Lemmy.world grew by about 40% on the first day of reddit migration
Lemmy.world grew from around 51000 total users the moment 3rd party reddit apps started to shut down on June 30 to 71000 total users at the time of this post (July 1). That's a 40% growth in about 12 hours!
No, federation means we all see the same content regardless of which site we sign up on with the exception of sites that yours may block.
But be wary that lemmy.ml is a tankie instance and the ".ml" stands for Marxism-Leninism. I generally avoid lemmy.ml communities so I don't get banned for saying "the uyghur genocide is a real thing" or anything.
No worries, .ml is in fact the official domain of the state of Mali. It's just the interpretation of this single domain owner what he wants to stand "ml" for.
Not accurate. We don't see the same content. lemmy.ml blocks about 40 plus instances, so those that are subscribed to lemmy.ml won't see these instances.

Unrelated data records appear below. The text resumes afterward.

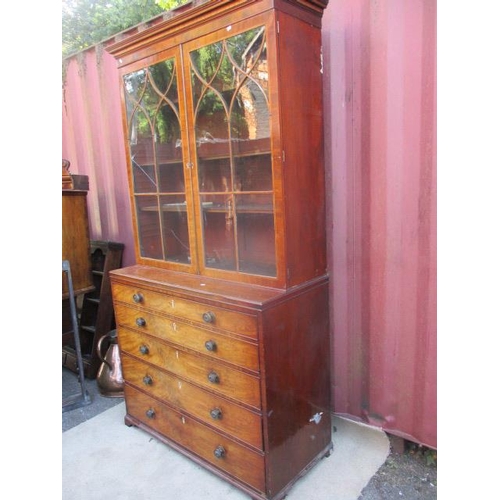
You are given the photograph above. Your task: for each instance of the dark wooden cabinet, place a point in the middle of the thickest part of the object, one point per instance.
(223, 323)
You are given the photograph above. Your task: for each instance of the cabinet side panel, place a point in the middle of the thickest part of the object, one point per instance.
(297, 393)
(301, 106)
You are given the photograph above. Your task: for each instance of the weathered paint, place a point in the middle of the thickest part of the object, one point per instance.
(380, 123)
(93, 143)
(380, 88)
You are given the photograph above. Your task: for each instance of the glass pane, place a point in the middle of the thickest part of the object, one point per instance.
(148, 222)
(219, 231)
(232, 124)
(157, 166)
(253, 173)
(255, 229)
(175, 229)
(154, 128)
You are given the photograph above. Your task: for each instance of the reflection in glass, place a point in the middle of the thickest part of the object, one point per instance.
(229, 81)
(154, 134)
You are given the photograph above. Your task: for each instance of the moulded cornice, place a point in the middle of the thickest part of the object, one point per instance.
(188, 16)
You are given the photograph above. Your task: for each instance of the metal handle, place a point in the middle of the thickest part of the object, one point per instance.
(210, 345)
(99, 351)
(209, 317)
(216, 414)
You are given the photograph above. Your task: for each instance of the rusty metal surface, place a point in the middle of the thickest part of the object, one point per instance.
(380, 123)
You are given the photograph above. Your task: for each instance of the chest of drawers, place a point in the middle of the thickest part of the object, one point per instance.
(234, 376)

They are federated instances. Lemmy is part of the Fediverse, which means distributed servers running the same service (or services) and registering in one instance gives you access to information on the other servers running Lemmy. You can have different communities 'subreddits') in different servers but they are all accessible and joinable. This way is not a centralised system.
The Fediverse is not just Lemmy, can be other services like Mastodon, etc.

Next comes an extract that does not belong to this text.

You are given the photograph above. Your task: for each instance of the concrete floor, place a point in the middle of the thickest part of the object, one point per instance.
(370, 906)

And the servers all* communicate with each other, so you can see content from one server while logged into another (the URL format would just be slightly different.)
* Well, except for the cases where a server admin decides to defederate from another server for one reason or another.
The large instances usually subscribe to most of the others but not every instance is equal. You should go to other instances (you don’t have to join) and check their “all” feeds. You’ll definitely see differences.
There are just certain instances that I wouldn't want to see, like foreign language ones?
New to the fediverse, so perhaps I'm not thinking about this correctly, but if could blacklist a whole instance, rather than certain magazines/subs/whatever they are called, it would be easier than playing a game of wack-a-mole.